# External HD Error message but no problem on check.



## sgould (Oct 7, 2013)

When I start-up my computer in the morning, I'm getting a message that says

"Mac OSX was unable to repair the disc "G-Tech 4b".  You can read and copy files from this disc but you cannot modify or add files. Backup and reformat disc as soon as possible".

G-Tech 4b is one of the two partitions on a 4TB G-Tech external hard disc.  It has just some copies of files on it.  The other partition "G-Tech 4a" holds a full clone (Superduper) of my iMac.

I ran Disk Utility Repair on both partitions and the whole disc. The result in all cases was "This disc seems to be OK".  

When I look at the list of available discs in the sidebar of the main HD window "G-Tech 4b" is listed, it is greyed out but still selectable....

Any ideas of solving this? 

A reformat will surely only be on the who;e 4TB?  Which will wipe out the clone and the incremental updates.

Main machine is iMac 27 inch 2010. The one with the new display.  Running 10.7.5.  Connections are USB.


----------



## Satcomer (Oct 7, 2013)

How do you have formatted? Plus how long have you had this drive and is the USB 3 version or the older one with Firewire 800?


----------



## sgould (Oct 7, 2013)

I've had the drive 8 weeks.  It's the USB connection. The disc will do USB3.  My iMac does USB2 (mid-2010 model - bought Dec 2010).


----------



## Satcomer (Oct 7, 2013)

Again I ask how is formatted?!

IF you have formatted HFS+ then with a little Terminal trickery you could use FSCK -yf on it and I can show you how if for give me the name of the hard drive or you could buy something like DiskWarrior or Dive Genius.
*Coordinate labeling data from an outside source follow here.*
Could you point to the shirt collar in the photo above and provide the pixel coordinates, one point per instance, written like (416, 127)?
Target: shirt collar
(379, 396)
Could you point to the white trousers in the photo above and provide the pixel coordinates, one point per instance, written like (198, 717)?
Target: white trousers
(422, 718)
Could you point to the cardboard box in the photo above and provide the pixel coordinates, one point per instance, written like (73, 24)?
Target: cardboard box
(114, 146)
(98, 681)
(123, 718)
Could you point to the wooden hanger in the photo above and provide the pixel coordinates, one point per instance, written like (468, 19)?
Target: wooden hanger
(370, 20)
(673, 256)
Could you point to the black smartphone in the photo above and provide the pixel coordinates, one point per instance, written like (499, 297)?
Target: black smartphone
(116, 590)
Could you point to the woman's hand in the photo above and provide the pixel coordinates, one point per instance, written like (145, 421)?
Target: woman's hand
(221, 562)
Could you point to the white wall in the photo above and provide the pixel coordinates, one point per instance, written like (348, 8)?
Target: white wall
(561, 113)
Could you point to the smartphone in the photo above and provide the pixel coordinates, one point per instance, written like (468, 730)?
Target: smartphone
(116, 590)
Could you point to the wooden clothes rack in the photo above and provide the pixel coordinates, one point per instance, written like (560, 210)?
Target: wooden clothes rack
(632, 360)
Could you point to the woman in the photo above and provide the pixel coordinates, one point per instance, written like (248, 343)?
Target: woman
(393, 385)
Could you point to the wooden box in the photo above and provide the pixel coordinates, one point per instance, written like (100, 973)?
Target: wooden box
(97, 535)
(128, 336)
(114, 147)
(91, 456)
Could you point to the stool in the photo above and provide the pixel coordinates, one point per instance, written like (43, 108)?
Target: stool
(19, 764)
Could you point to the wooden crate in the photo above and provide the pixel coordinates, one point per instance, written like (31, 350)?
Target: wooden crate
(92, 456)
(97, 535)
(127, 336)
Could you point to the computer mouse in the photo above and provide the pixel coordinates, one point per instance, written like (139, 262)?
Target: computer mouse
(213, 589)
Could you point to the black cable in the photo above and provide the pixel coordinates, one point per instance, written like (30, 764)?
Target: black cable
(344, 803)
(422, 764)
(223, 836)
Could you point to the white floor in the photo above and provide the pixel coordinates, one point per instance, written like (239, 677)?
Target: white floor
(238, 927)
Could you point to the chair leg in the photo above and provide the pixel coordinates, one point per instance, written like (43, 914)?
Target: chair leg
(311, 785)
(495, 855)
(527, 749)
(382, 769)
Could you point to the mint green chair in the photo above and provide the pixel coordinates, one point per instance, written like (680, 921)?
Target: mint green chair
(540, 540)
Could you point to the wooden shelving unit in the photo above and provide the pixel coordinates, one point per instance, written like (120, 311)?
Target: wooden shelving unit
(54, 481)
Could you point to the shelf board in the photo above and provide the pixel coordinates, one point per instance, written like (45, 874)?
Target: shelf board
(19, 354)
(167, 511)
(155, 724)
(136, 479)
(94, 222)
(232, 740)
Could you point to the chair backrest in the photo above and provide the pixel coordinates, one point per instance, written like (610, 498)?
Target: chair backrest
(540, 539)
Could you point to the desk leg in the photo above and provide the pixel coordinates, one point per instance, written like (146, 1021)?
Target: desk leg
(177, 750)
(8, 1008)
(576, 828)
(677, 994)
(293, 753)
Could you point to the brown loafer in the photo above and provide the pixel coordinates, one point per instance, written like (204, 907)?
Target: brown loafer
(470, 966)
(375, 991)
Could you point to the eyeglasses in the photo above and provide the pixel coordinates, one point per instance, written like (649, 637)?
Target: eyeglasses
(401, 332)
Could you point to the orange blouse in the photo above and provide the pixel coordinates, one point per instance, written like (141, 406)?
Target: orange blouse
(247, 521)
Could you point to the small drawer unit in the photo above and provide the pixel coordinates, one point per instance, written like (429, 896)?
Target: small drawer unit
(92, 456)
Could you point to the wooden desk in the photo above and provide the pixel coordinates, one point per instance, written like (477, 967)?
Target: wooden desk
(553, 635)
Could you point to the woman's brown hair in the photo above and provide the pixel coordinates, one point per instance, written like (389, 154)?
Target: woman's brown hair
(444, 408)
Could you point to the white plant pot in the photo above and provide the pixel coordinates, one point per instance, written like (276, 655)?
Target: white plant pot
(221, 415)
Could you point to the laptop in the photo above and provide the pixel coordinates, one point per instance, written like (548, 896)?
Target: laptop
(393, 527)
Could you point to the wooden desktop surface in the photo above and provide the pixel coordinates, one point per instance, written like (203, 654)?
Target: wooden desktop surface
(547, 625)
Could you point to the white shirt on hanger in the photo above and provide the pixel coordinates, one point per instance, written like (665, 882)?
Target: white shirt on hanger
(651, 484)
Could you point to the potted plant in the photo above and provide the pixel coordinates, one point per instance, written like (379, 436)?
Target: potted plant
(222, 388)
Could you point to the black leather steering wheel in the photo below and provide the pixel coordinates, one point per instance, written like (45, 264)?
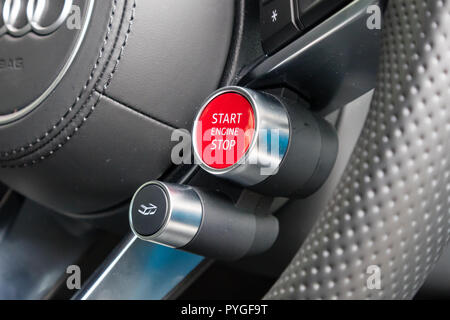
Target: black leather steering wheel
(390, 213)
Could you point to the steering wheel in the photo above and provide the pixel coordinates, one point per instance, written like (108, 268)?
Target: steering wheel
(389, 217)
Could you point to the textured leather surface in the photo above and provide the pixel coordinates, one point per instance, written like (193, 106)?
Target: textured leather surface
(80, 151)
(115, 152)
(391, 208)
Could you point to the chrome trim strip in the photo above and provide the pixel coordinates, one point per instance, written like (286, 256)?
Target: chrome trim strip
(4, 119)
(335, 62)
(183, 218)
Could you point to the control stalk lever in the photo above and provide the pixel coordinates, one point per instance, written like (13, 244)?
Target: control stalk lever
(197, 221)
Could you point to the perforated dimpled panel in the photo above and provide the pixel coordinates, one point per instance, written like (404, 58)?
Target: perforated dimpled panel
(391, 208)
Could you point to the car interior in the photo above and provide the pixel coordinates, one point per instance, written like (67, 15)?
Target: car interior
(224, 149)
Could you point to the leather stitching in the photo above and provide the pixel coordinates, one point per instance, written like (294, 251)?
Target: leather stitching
(93, 91)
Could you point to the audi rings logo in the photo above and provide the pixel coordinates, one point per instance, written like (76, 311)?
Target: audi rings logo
(23, 16)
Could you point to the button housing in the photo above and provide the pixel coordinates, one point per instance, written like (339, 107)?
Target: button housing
(278, 24)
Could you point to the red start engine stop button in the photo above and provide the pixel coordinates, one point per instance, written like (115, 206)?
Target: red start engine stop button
(224, 130)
Lastly have you tried a different USB cable or performed a Reset Your PRAM on it?


----------



## sgould (Oct 8, 2013)

Ooops!  Yes it's HFS+ format.

Last time I reset PRAM was on the iMac just after I bought the HD when the display failed.  How does PRAM reset affect an external disc?  I thought it only reset the iMac.

Had another look with Disk Utility.  The option is there to Verify both partitions, but the Repair button is grey on the partition that has failed.

I could try some terminal stuff.  Never risked it before!!

The actual partitions are

G-Drive-4.1
G-Drive-4.2


----------



## Satcomer (Oct 8, 2013)

Ok I will list some /Applications/Utilities/Terminal steps to 1)get the Name of your hard drive, 2)run the Unix fsck -yf on that external.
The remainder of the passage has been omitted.